The training yard had been cleared and raked by the time we arrived for the evening session, all traces of my sandy destruction from earlier in the day smoothed back into neat, unremarkable earth. I appreciated the discretion. I did not appreciate that Malcolm Crawford was already there, positioned near the front of the gathering crowd with the practiced ease of someone who always arrived early enough to claim the best spot.
He caught my eye and smiled. I looked away.
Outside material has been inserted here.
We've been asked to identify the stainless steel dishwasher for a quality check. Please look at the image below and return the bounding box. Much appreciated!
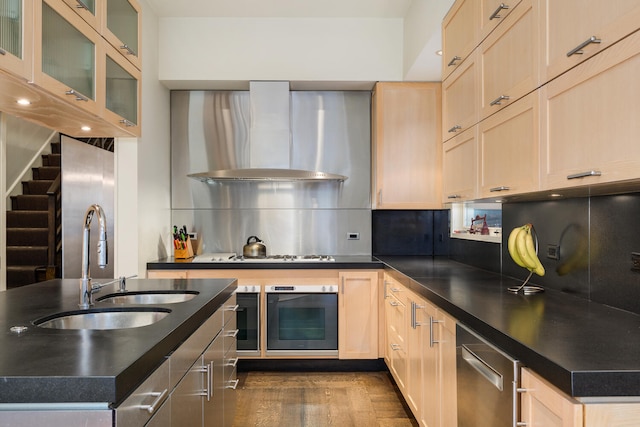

The apprentices had arranged themselves in a loose circle, and at the center of it stood a man I hadn't seen before. He was tall, broad-shouldered, and perhaps sixty years old, dressed in a robe of deep gold that caught the last of the evening light. His hair was silver-white and pulled back, and he stood with the stillness of someone who had never once felt the need to fill silence with movement. Around him, the air felt different—denser somehow, like the pressure before a thunderstorm.
Chancellor Archer.
He let the silence hold for a long moment after the last apprentice had found their place. Then he raised both hands, palms upward, and moved them slowly apart. Above each apprentice's head, a small light appeared. Mine was green, soft and flickering like a candle in a mild wind. Drew's, across the circle from me, was a clean silver-white. The others ranged across the spectrum: deep amber for fire, rich brown for earth, and pale blue-gray for water.
I stared up at my little green flame and thought, unbidden, of the sandbags. Ask rather than tell, I reminded myself.
"The elements are everywhere," Chancellor Archer said, his voice carrying without effort—the kind of voice that had never needed to raise itself. "In many forms, from before man was man. The elements already moved in balance long before we learned to reach for them. If you are here today, it is because your element is present in you—not as a tool you wield, but as a nature you carry."
He lowered his hands, and the lights faded.
"An element is not a symbol of status. It is not a mark of superiority over those who do not carry one. It is power and responsibility in equal measure, and any apprentice who forgets the second half of that will eventually be corrected by the world itself."
I was smiling before I caught myself. He wasn't wrong. He just sounded exactly like—
"Why are you smiling, Lady Clark?"
Every head in the circle turned toward me. I felt the weight of it the way you feel a sudden change in temperature.
"Because what you just said is so true," I said, keeping my voice steady. "With great power comes great responsibility. It's... a principle I've encountered before, in a different form."
A beat of silence. Chancellor Archer regarded me with eyes that were dark and unhurried and gave nothing away. "Indeed," he said. Then: "You will work in pairs for this evening's exercise. Senior apprentices may choose first."